Founding partner and co-CIO Chris Wang said even major chip foundry TSMC could encounter a PCB capacity bottleneck within the next one to three years. Wang suggested Compeq, an Apple supplier that is expanding capacity and trading at less than 15 times valuation, could be due for a re-rating.
Keyrock Capital Management presented a bullish case for Japan's electrical engineering firm Kandenko, characterising the company as a "structural winner" should a construction wave tied to AI data centre development materialise.
Hedge funds at the conference also showcased consumer-oriented ideas driven by changing spending habits. Jun Y. Oh of Washington-based Griet Capital recommended Thai pet food maker i-Tail Corp, pointing to what he described as long-term structural growth as attitudes toward pets evolve.
Oh noted behavioural shifts across generations, saying, "The way people think about pets is very different from our parents." He added that in South Korea more pet strollers were sold than baby strollers last year, and that Gen Z spends more than $6,000 annually on their pets, about 2.5 times more than the older baby boomer generation.

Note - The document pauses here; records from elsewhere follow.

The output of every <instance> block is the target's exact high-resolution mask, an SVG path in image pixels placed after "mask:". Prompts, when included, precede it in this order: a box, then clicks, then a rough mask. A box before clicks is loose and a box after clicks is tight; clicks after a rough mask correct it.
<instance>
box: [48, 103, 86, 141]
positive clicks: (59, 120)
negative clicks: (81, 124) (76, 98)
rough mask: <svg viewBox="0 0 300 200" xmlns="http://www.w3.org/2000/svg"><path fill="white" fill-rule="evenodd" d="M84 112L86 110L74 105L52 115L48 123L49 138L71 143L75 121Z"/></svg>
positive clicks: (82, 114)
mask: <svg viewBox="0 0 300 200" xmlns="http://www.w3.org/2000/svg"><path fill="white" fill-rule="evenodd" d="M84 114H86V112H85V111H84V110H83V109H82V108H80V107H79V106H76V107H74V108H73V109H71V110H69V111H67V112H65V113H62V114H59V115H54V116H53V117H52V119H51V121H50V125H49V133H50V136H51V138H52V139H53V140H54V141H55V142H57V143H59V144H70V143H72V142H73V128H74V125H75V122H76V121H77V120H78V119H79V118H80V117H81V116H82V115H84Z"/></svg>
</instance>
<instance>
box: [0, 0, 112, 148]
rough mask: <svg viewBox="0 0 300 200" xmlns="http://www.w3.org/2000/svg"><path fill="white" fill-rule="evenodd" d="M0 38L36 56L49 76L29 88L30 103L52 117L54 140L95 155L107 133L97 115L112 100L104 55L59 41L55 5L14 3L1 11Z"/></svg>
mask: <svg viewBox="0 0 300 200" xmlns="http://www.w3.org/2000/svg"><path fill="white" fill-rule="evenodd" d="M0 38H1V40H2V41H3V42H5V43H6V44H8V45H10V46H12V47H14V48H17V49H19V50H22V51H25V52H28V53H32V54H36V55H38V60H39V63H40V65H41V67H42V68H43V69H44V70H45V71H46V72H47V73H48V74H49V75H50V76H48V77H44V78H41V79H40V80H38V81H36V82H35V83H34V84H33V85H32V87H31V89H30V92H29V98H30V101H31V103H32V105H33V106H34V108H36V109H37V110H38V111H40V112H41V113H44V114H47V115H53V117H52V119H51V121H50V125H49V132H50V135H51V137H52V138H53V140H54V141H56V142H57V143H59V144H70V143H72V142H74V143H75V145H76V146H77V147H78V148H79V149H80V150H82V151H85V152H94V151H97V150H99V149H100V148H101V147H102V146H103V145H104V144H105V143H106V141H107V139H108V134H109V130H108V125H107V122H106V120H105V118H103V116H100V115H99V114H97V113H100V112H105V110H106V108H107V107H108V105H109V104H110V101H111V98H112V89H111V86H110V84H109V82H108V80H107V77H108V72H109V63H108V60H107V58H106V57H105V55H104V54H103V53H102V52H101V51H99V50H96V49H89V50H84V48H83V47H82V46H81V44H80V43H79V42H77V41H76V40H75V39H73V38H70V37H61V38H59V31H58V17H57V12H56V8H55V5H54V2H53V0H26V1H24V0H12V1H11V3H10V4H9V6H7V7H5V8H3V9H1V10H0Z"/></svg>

Hong Kong's Kaleido Capital Partners emphasised food brands that resonate with younger consumers. The firm identified South Korean instant noodle maker Samyang Foods as having room to run, pointing to rapid international sales growth in regions including Europe and the U.S. as well as potential margin expansion.
The ideas presented at Sohn Hong Kong illustrate how hedge funds are positioning across several parts of the economy: backing infrastructure plays that support AI workloads, targeting components of the semiconductor hardware chain where capacity and supply imbalances may persist, and selecting consumer names expected to benefit from a shift in spending by younger cohorts.
Conference backdrop
AI-related trade drew strong interest at the Sohn conference as a semiconductor rally this year helps major Asian equity indexes outperform Western markets. Managers highlighted both upstream and downstream opportunities - from data centre operators to component suppliers - as well as adjacent consumer growth stories tied to generational spending trends.